Skill134 repo starsupdated yesterday

invoking-gemini

This Claude Code skill delegates image generation, structured JSON output, and multi-modal processing tasks to Google's Gemini models. Use it when requesting image generation like blog headers or diagrams, when Gemini's strict JSON Schema validation is required, for cost-effective batch processing with Gemini 3 Flash, or when handling multi-modal tasks such as image analysis with structured output.

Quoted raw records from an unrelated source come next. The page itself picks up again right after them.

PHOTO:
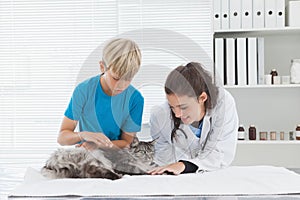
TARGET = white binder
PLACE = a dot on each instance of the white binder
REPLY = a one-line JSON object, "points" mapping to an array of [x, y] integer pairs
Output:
{"points": [[234, 14], [280, 13], [270, 13], [217, 15], [246, 14], [225, 14], [258, 13], [219, 60], [230, 61], [260, 60], [252, 61], [241, 61]]}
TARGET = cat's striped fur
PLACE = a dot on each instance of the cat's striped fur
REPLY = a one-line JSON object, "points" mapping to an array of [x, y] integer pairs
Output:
{"points": [[109, 163]]}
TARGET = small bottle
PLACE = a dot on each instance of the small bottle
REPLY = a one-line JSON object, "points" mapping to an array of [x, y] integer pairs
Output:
{"points": [[252, 132], [295, 64], [282, 135], [263, 135], [241, 133], [291, 135], [273, 135], [297, 134], [273, 73]]}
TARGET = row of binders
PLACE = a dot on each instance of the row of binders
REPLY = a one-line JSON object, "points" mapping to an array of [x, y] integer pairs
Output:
{"points": [[239, 61], [248, 14]]}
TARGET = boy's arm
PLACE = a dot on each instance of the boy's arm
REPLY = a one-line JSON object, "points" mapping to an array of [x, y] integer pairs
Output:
{"points": [[125, 141], [67, 136]]}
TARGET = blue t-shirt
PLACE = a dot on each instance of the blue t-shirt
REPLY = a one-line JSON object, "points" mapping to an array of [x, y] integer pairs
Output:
{"points": [[99, 112]]}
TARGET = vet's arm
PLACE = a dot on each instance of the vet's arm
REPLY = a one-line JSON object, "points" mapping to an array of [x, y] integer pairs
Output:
{"points": [[67, 136]]}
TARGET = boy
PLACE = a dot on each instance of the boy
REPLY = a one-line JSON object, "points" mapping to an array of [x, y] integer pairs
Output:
{"points": [[108, 109]]}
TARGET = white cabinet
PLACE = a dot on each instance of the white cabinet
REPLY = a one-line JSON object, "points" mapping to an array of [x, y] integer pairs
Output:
{"points": [[269, 107]]}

The skill supports Cloudflare AI Gateway routing or direct Google API authentication and includes helper functions for image generation across different model tiers.

View source Repository: claude-skills

Install in Claude Code

Copy

git clone --depth 1 https://github.com/oaustegard/claude-skills /tmp/invoking-gemini && cp -r /tmp/invoking-gemini/invoking-gemini ~/.claude/skills/invoking-gemini

Then start a new Claude Code session; the skill loads automatically.

Definition

SKILL.md

# Invoking Gemini

Delegate tasks to Google's Gemini models when they offer advantages over Claude.

## When to Use Gemini

**Image generation:**
- Blog header images, illustrations, diagrams
- Style-guided image creation (risograph, editorial, etc.)
- Text rendering in images

**Structured outputs:**
- JSON Schema validation with property ordering guarantees
- Pydantic model compliance
- Strict schema adherence (enum values, required fields)

**Cost optimization:**
- Parallel batch processing (Gemini 3 Flash is lightweight)
- High-volume simple tasks

**Multi-modal tasks:**
- Image analysis with JSON output
- Video processing
- Audio transcription with structure

## Setup

```bash
uv pip install requests pydantic
```

**Credentials — Option A (recommended): Cloudflare AI Gateway**

Source `/mnt/project/proxy.env` with `CF_ACCOUNT_ID`, `CF_GATEWAY_ID`, `CF_API_TOKEN`.
Requests route through Cloudflare AI Gateway, bypassing IP blocks. Google API key stored in gateway via BYOK.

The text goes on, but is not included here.